O primeiro debate entre os candidatos ao Governo do Distrito Federal, realizado neste domingo, 9, pela Band, deu à governadora Celina Leão (PP) uma condição que tende a acompanhá-la durante toda a campanha: ela é, ao mesmo tempo, a candidata a ser enfrentada pelos adversários e a única no palco com uma gestão para apresentar ao eleitor.
A dinâmica do confronto deixou isso evidente. Em diferentes momentos, os candidatos direcionaram perguntas e críticas à governadora, colocando a atual administração no centro da discussão. A escolha dos adversários é parte natural de uma disputa eleitoral contra quem está no poder. Mas produziu um efeito político favorável à governadora: ao transformar Celina no principal alvo do debate, os concorrentes também deram a ela a oportunidade de falar sobre aquilo que nenhum deles poderia apresentar da mesma maneira — experiência de governo e resultados obtidos a partir de decisões já tomadas.
Celina Leão não precisou construir sua candidatura apenas a partir de promessas.
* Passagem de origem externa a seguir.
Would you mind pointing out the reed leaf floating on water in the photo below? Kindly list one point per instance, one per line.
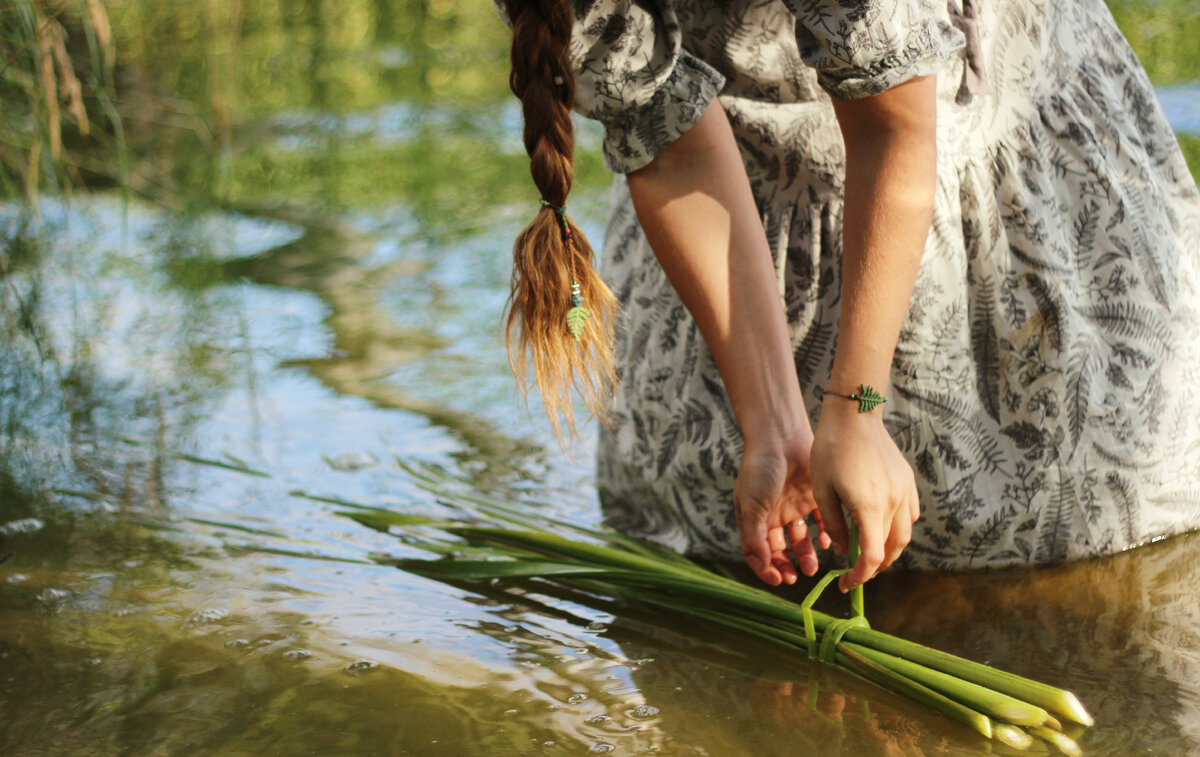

Ao ser questionada, pôde recorrer ao que foi realizado pela administração e apresentar medidas adotadas pelo Executivo. É uma diferença relevante em uma eleição em que os demais candidatos ainda precisam convencer o eleitor de que suas propostas podem sair do papel.
Há, nesse ponto, uma vantagem política para a governadora: Celina pode ser cobrada pelos resultados, mas também pode apresentar os resultados pelos quais pretende ser julgada.
Essa diferença ficou evidente no debate. Ao ocupar o centro das críticas, ela teve a oportunidade de explicar decisões, defender políticas públicas e apresentar ações do governo. Em vez de se afastar da responsabilidade pela administração, a candidata assumiu o papel de quem precisa responder pelo que foi feito — e pelo que ainda precisa ser corrigido.
É uma posição que exige mais do que discurso eleitoral. Exige prestação de contas.
E, nesse primeiro confronto, a governadora procurou fazer justamente isso. As respostas de Celina foram construídas sobre a experiência acumulada no Executivo e sobre iniciativas que já saíram do papel, em uma tentativa de mostrar ao eleitor que existe uma diferença entre apresentar uma promessa e administrar sua execução.
O alvo que também tem o que mostrar
Celina não entra na disputa como uma promessa de governo. Entra como alguém que já governa, conhece a estrutura do Distrito Federal e pode apresentar ao eleitor uma lista de decisões tomadas, obras realizadas e políticas públicas em execução.
O primeiro debate colocou essa diferença em evidência. Os adversários conseguiram levar Celina para o centro do confronto; a governadora, por sua vez, aproveitou o centro do palco para levar o governo para a discussão.
Nesse sentido, serviu menos para definir um vencedor do que para apresentar a lógica da eleição que começa a se desenhar: quanto mais Celina for colocada no centro pelos adversários, maior será também o espaço para que ela transforme a própria gestão em argumento para permanecer no Buriti.